S371: Lab 10

Lab Instructor: Katya Baldina ()

2023-10-25

Announcement

HW6 IS DUE SUNDAY (OCT.29) 11.59 PM!

Test II: Reflection

We do not accept null hypothesis

We reject or fail to reject the null hypothesis. We have weak or strong support for null hypothesis.

Test II: Reflection

Sample distribution refers to the distribution of a particular characteristic or variable among the individuals or units selected from a population.

Sampling distribution refers to the distribution of a statistic (such as the mean, standard deviation, etc.) calculated from multiple random samples of the same size drawn from a population.

Do not confuse the sampling distribution with the sample distribution. The sampling distribution considers the distribution of sample statistics (e.g. mean), whereas the sample distribution is basically the distribution of the sample taken from the population

One-sample proportion test

The goal of doing one-sample proportion test:

Note: the variable should only have two response options

One-sample proportion test

prop.test(x,n,p=Y, alternative=“XXX”)

In the command,

One-sample proportion test: example

For example, how can we test if the population proportion of Snapchat users equals to 0.5 (50%) or not?

\[H_0:p=0.5\]

The population proportion of Snapchat users is 0.5

\[H_a:p≠0.5\]

The population proportion of Snapchat users is not 0.5

One-sample proportion test: example

First, we need to know the number of people who use Snapchat (x in the command) and the total number of people in the sample (n in the command)

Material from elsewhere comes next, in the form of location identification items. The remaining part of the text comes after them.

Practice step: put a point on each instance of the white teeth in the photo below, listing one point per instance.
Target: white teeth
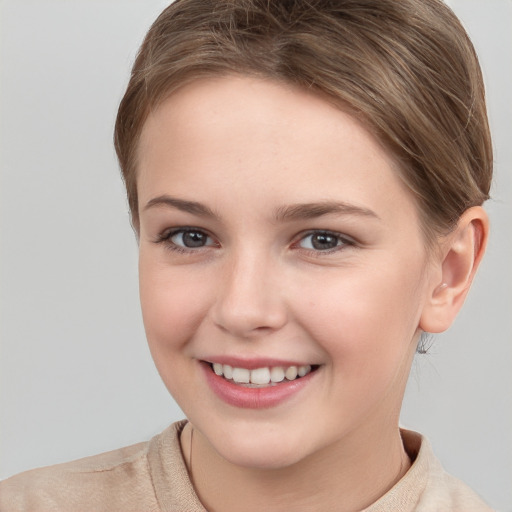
(304, 370)
(241, 375)
(277, 374)
(227, 371)
(291, 373)
(260, 376)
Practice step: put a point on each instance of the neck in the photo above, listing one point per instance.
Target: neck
(349, 476)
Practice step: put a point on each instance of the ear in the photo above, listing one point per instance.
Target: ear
(454, 270)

Let’s find the number of people, who use SNAPCHAT:

snapchat <- socmedia$SNAPCHAT
table(snapchat)
## snapchat
##   NO  YES 
## 1037  308

Then, we can type to do proportion test:

prop.test(308,1345)
## 
##  1-sample proportions test with continuity correction
## 
## data:  308 out of 1345, null probability 0.5
## X-squared = 394.04, df = 1, p-value < 2.2e-16
## alternative hypothesis: true p is not equal to 0.5
## 95 percent confidence interval:
##  0.2069730 0.2525886
## sample estimates:
##         p 
## 0.2289963

p-value: 2.2e-16

95%CI: 0.2069, 0.2525

prop. of SNAPCHAT users: 0.2289

One-sample proportion test: advanced way

Other than table() function, you can specify the number of observations in this way:

sum(snapchat=="YES")
## [1] 308

One-sample proportion test: advanced way

sum(snapchat=="YES")
## [1] 308
table(snapchat)
## snapchat
##   NO  YES 
## 1037  308

One-sample proportion test: advanced way

How to get the total number of observations?

length(snapchat)
## [1] 1345

length() function counts the total number of observations in a list of numbers (variable)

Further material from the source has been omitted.